Asynchronous Games over Tree Architectures
Blaise Genest (INRIA - IRISA), Hugo Gimbert (LaBRI), Anca Muscholl, (LaBRI), Igor Walukiewicz (LaBRI)

TL;DR
This paper studies the distributed control of asynchronous automata over tree architectures, providing a decidability result with an exponential complexity bound and establishing the problem's computational hardness.
Contribution
It proves the decidability of reachability control for Zielonka automata on tree architectures and characterizes the complexity as l-fold exponential, showing tight bounds.
Findings
Decidability of control problem for tree architectures.
Complexity is l-fold exponential in the height of the tree.

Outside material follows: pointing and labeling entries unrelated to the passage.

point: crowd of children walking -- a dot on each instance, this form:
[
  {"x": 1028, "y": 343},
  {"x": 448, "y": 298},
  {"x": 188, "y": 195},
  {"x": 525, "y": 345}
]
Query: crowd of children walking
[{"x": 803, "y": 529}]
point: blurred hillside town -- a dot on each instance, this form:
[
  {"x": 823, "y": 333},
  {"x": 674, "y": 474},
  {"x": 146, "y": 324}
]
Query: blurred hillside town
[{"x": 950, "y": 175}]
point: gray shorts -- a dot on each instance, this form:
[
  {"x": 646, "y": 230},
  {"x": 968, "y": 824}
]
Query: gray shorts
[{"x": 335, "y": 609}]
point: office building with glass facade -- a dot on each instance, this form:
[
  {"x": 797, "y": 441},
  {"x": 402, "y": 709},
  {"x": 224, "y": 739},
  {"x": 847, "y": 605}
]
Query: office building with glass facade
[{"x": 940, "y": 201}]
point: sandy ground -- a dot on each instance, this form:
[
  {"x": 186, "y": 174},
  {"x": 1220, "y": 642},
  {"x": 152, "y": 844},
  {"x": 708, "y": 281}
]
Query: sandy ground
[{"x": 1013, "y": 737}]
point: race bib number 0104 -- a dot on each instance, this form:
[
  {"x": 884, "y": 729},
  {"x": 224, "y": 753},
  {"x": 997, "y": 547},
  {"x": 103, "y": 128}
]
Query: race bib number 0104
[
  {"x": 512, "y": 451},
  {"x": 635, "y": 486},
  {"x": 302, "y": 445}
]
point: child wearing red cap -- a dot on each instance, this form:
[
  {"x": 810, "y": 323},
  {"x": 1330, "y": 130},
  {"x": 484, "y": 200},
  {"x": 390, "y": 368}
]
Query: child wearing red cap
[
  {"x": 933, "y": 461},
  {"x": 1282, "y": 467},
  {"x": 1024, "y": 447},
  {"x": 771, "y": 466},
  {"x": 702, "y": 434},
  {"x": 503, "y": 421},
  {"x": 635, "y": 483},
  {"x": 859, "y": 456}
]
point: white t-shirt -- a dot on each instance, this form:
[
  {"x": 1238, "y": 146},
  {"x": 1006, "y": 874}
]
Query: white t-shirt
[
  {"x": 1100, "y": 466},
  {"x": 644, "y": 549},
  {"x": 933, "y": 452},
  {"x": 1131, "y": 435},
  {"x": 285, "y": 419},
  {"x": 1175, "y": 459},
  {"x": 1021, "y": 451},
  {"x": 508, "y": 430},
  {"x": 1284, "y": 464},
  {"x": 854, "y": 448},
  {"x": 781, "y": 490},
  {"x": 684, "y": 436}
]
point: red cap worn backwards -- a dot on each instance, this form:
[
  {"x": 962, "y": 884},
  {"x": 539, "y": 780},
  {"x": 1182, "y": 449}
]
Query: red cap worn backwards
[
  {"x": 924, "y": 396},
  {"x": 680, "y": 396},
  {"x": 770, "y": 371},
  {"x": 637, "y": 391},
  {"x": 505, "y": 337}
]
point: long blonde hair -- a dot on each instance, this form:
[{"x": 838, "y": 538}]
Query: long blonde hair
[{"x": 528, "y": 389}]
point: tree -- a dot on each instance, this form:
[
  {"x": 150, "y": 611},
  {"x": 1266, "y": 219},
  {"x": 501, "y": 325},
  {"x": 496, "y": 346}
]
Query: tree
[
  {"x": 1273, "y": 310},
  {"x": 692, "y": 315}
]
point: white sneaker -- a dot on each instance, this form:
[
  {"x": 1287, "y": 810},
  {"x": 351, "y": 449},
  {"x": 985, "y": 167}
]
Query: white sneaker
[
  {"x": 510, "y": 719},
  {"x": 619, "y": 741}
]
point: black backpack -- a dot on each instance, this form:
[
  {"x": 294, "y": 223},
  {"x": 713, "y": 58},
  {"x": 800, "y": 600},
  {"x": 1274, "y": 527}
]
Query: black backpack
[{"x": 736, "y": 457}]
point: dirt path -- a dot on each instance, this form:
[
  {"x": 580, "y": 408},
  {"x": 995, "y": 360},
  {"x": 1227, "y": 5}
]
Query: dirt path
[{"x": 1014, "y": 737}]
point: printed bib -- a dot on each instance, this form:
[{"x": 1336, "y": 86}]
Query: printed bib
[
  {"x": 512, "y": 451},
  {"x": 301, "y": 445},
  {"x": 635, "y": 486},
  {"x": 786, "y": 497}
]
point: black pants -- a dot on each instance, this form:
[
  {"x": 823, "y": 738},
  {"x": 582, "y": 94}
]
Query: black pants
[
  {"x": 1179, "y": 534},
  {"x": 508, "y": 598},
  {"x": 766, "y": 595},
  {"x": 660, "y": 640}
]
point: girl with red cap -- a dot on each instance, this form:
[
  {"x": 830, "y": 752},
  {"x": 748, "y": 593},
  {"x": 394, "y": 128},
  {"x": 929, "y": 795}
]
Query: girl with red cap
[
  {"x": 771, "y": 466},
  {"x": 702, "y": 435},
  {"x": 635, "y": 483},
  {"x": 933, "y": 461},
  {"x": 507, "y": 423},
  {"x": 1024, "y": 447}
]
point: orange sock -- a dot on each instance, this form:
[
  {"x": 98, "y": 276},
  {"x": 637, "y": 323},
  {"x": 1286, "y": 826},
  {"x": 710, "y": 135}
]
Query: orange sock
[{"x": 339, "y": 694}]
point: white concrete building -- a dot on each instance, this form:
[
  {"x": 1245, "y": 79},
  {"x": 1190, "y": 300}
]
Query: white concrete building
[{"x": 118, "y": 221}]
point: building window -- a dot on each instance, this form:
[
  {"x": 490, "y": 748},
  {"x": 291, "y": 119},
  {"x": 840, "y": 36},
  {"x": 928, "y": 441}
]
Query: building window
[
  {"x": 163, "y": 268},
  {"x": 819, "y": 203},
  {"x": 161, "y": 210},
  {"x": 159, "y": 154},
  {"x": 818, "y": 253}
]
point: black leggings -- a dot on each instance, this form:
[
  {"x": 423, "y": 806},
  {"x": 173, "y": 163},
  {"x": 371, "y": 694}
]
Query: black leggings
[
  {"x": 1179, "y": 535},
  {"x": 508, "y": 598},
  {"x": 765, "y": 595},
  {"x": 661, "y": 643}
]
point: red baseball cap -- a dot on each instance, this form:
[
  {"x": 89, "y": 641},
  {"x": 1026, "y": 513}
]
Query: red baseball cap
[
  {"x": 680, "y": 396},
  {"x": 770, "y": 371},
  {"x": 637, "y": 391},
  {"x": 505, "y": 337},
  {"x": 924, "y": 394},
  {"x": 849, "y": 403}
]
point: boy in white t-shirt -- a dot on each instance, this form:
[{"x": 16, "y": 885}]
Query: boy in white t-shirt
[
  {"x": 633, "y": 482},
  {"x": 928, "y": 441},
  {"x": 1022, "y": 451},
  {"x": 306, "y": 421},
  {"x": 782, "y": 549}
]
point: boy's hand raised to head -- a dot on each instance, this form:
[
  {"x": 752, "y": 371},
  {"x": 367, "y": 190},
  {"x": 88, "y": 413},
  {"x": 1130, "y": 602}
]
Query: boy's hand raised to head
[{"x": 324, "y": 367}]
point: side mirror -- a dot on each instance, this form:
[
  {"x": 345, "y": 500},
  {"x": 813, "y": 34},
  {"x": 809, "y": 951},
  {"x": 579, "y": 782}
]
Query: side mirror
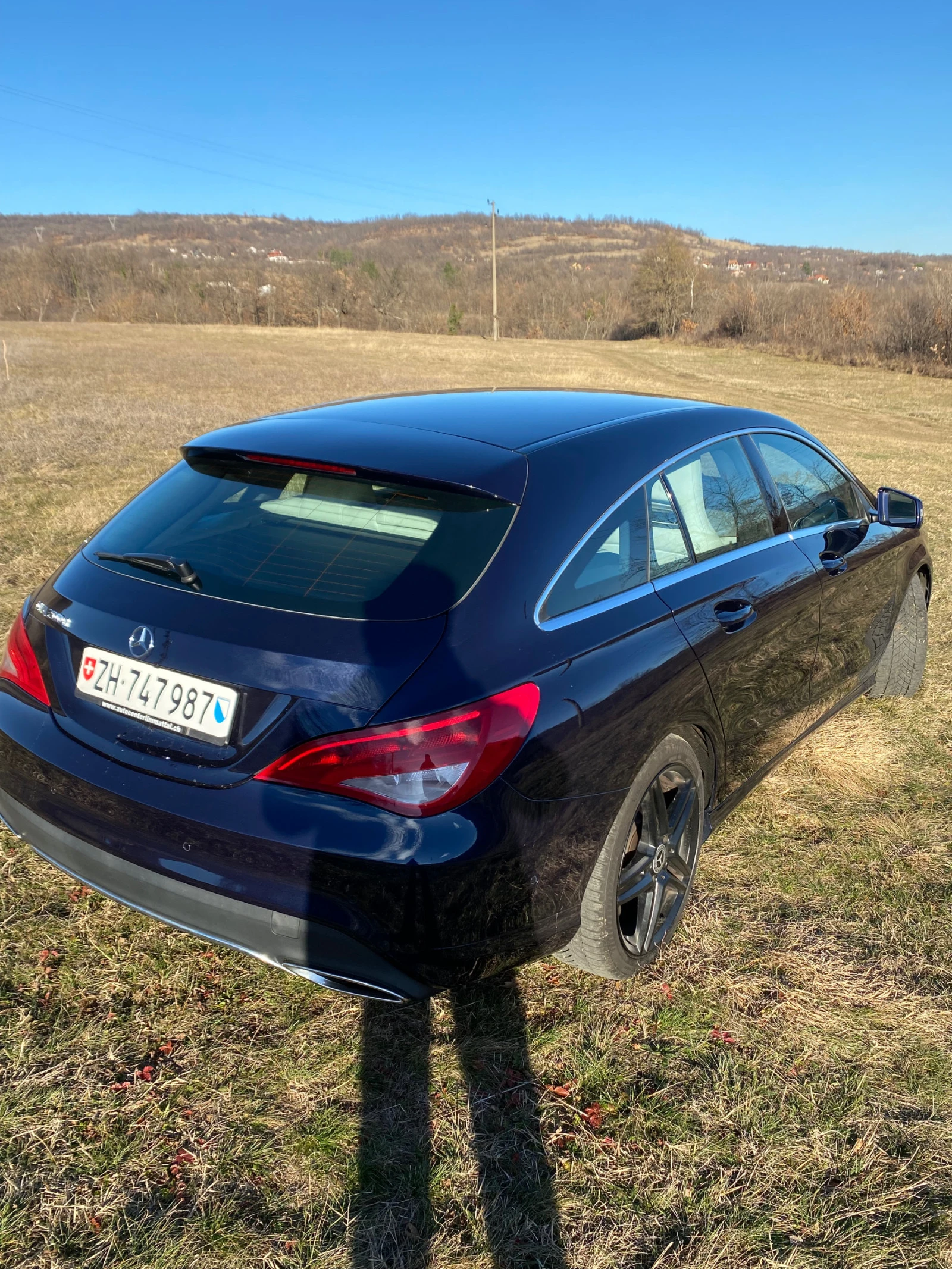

Problem is EXPTIME-complete for three processes and non-elementary in general.
Abstract
We consider the task of controlling in a distributed way a Zielonka asynchronous automaton. Every process of a controller has access to its causal past to determine the next set of actions it proposes to play. An action can be played only if every process controlling this action proposes to play it. We consider reachability objectives: every process should reach its set of final states. We show that this control problem is decidable for tree architectures, where every process can communicate with its parent, its children, and with the environment. The complexity of our algorithm is l-fold exponential with l being the height of the tree representing the architecture. We show that this is unavoidable by showing that even for three processes the problem is EXPTIME-complete, and that it is non-elementary in general.